ATR Energy Tax Hike Series: Overall Energy Tax Review

Current Law
In the 110th Congress, the federal bans on Outer Continental Shelf (OCS) and shale oil drilling were allowed to naturally expire. This created the natural potential for American businesses to utilize more domestic energy while creating jobs at the same time. Currently, energy prices are relatively low and stable, with no need for Congressional action.
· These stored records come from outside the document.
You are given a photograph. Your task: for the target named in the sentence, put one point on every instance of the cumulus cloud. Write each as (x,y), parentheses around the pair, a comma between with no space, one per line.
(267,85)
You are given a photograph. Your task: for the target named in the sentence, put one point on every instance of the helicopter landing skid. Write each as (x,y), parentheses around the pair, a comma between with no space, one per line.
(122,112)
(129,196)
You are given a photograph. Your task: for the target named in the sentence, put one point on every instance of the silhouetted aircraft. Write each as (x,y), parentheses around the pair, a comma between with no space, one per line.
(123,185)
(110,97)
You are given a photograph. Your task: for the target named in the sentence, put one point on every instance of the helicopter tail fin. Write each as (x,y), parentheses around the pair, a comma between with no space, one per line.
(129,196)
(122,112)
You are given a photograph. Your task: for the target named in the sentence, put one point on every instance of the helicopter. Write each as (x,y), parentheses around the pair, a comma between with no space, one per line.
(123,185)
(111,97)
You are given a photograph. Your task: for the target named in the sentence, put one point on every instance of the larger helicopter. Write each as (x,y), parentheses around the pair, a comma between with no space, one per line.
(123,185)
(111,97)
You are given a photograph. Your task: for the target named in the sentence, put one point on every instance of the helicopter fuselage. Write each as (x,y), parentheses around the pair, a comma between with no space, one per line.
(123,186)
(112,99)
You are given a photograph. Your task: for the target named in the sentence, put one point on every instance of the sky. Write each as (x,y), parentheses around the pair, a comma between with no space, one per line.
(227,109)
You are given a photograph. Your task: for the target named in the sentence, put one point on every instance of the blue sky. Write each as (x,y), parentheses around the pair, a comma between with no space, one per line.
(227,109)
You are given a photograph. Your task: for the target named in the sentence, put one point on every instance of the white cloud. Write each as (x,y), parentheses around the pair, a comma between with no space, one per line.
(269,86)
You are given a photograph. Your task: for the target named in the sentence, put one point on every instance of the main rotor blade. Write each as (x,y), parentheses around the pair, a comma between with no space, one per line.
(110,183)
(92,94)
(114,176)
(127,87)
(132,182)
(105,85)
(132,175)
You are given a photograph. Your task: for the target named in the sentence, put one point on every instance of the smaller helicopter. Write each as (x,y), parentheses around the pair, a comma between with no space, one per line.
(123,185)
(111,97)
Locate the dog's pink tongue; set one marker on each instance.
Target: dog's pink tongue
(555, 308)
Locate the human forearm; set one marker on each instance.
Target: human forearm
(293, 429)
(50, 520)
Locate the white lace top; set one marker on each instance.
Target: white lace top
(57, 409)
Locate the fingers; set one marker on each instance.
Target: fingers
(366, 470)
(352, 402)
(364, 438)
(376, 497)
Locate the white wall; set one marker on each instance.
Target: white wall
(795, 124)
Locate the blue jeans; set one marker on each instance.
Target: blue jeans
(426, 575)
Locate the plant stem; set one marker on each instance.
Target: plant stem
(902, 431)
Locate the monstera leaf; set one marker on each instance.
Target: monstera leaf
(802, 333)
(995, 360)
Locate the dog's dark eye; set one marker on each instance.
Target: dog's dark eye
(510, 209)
Between the Obama budget and the Waxman-Markey energy bill, the left wants to “tax” their way to a “cleaner” future.

Obama Energy Tax Proposal 
What does Obama want to tax and how much?

o    $1 billion – new taxes by increasing the amortization period to seven years
o    $5 billon – new tax on 25 percent of total U.S. production of oil and 15 percent of gas
o    $62 billion – new taxes on this “LIFO reserve” 
o    $49 billion – new taxes by repealing the passive loss exception for oil and gas properties
o    $13 billion – new taxes by repealing a domestic manufacturers tax deduction
o    $646 billion – new taxes by forcing a “cap-and-trade” tax on production emissions
o    $175 billion – new taxes by forcing states into a renewable portfolio system
o    $17 billion – new taxes by reinstating the Superfund excise and income taxes

If you click each item, it will take you to a detailed breakdown of each specific issue.
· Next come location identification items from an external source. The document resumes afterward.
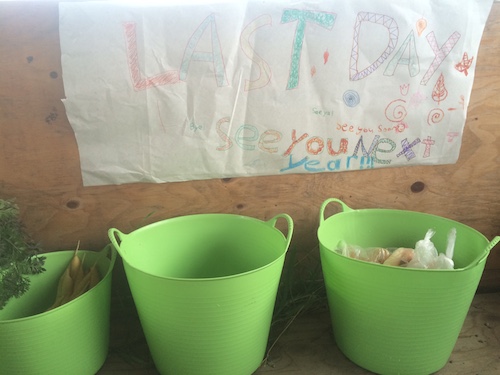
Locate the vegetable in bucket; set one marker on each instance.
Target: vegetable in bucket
(424, 256)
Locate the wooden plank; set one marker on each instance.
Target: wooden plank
(39, 161)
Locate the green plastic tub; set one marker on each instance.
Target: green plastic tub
(70, 339)
(205, 287)
(394, 320)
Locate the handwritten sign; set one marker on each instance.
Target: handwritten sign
(159, 93)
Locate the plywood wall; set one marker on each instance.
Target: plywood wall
(39, 161)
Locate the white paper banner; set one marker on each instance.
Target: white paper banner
(166, 92)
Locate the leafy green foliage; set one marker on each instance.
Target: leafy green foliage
(18, 254)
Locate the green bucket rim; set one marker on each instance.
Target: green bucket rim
(113, 233)
(112, 254)
(346, 210)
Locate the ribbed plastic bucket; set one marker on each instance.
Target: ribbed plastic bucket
(394, 320)
(70, 339)
(204, 287)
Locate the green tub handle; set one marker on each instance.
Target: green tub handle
(482, 257)
(289, 220)
(345, 208)
(116, 237)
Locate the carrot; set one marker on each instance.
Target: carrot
(64, 289)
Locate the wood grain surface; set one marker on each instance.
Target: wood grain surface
(39, 160)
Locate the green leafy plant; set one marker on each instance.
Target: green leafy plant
(18, 254)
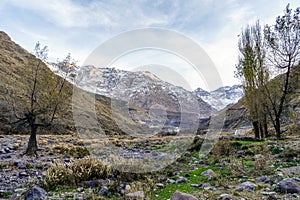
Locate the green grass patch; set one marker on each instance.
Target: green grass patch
(247, 142)
(194, 178)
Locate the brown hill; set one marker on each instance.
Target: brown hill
(14, 75)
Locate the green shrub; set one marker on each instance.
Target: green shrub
(275, 150)
(58, 175)
(88, 169)
(222, 148)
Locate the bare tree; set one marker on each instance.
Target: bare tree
(252, 71)
(45, 96)
(282, 40)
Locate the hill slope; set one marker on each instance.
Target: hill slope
(14, 76)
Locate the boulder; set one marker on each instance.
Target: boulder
(35, 192)
(246, 186)
(182, 196)
(139, 195)
(182, 180)
(287, 186)
(208, 172)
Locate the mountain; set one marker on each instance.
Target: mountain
(141, 88)
(15, 75)
(221, 97)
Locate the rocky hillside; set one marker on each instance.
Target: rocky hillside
(15, 75)
(143, 89)
(221, 97)
(237, 114)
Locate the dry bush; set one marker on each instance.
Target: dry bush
(81, 170)
(58, 175)
(222, 148)
(197, 143)
(88, 169)
(237, 168)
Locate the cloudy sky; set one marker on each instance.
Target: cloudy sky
(80, 27)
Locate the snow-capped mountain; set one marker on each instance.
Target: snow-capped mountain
(221, 97)
(141, 88)
(148, 91)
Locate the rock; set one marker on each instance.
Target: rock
(246, 186)
(267, 193)
(225, 196)
(261, 179)
(182, 196)
(160, 185)
(206, 186)
(103, 190)
(195, 185)
(23, 174)
(287, 186)
(20, 164)
(208, 172)
(182, 180)
(90, 184)
(170, 181)
(127, 187)
(35, 192)
(297, 179)
(2, 151)
(276, 178)
(139, 195)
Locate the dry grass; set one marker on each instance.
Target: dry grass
(59, 175)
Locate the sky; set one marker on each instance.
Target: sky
(82, 27)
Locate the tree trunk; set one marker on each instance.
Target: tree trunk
(32, 143)
(256, 129)
(277, 128)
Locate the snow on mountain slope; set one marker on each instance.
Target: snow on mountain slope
(221, 97)
(141, 88)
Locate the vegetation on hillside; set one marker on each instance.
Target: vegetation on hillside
(263, 55)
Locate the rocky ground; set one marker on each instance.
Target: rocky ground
(247, 173)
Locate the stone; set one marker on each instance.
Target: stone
(208, 172)
(225, 196)
(206, 186)
(182, 180)
(246, 186)
(171, 181)
(127, 187)
(287, 186)
(35, 192)
(103, 190)
(139, 195)
(182, 196)
(297, 179)
(160, 185)
(23, 174)
(90, 184)
(195, 185)
(20, 164)
(2, 151)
That’s $968 billion in new taxes!

ATR Analysis & Recommendations
If Obama would proceed with the offshore energy production plan, rather than repealing the ultra-deepwater oil and gas research and development projects and cutting tax incentives, the following positive things would happen:

o    $8 trillion –amount of increased GDP access to OCS resources will provide the U.S.
o    $2.2 trillion – total revenue to the U.S. government in new tax receipts
o    $70 billion – amount in additional wages per year if OCS is expanded
o    1.2 million –  the amount of new jobs every single year

President Obama, at a time when our country needs help, not new taxes, why do you want to punish the average American working family?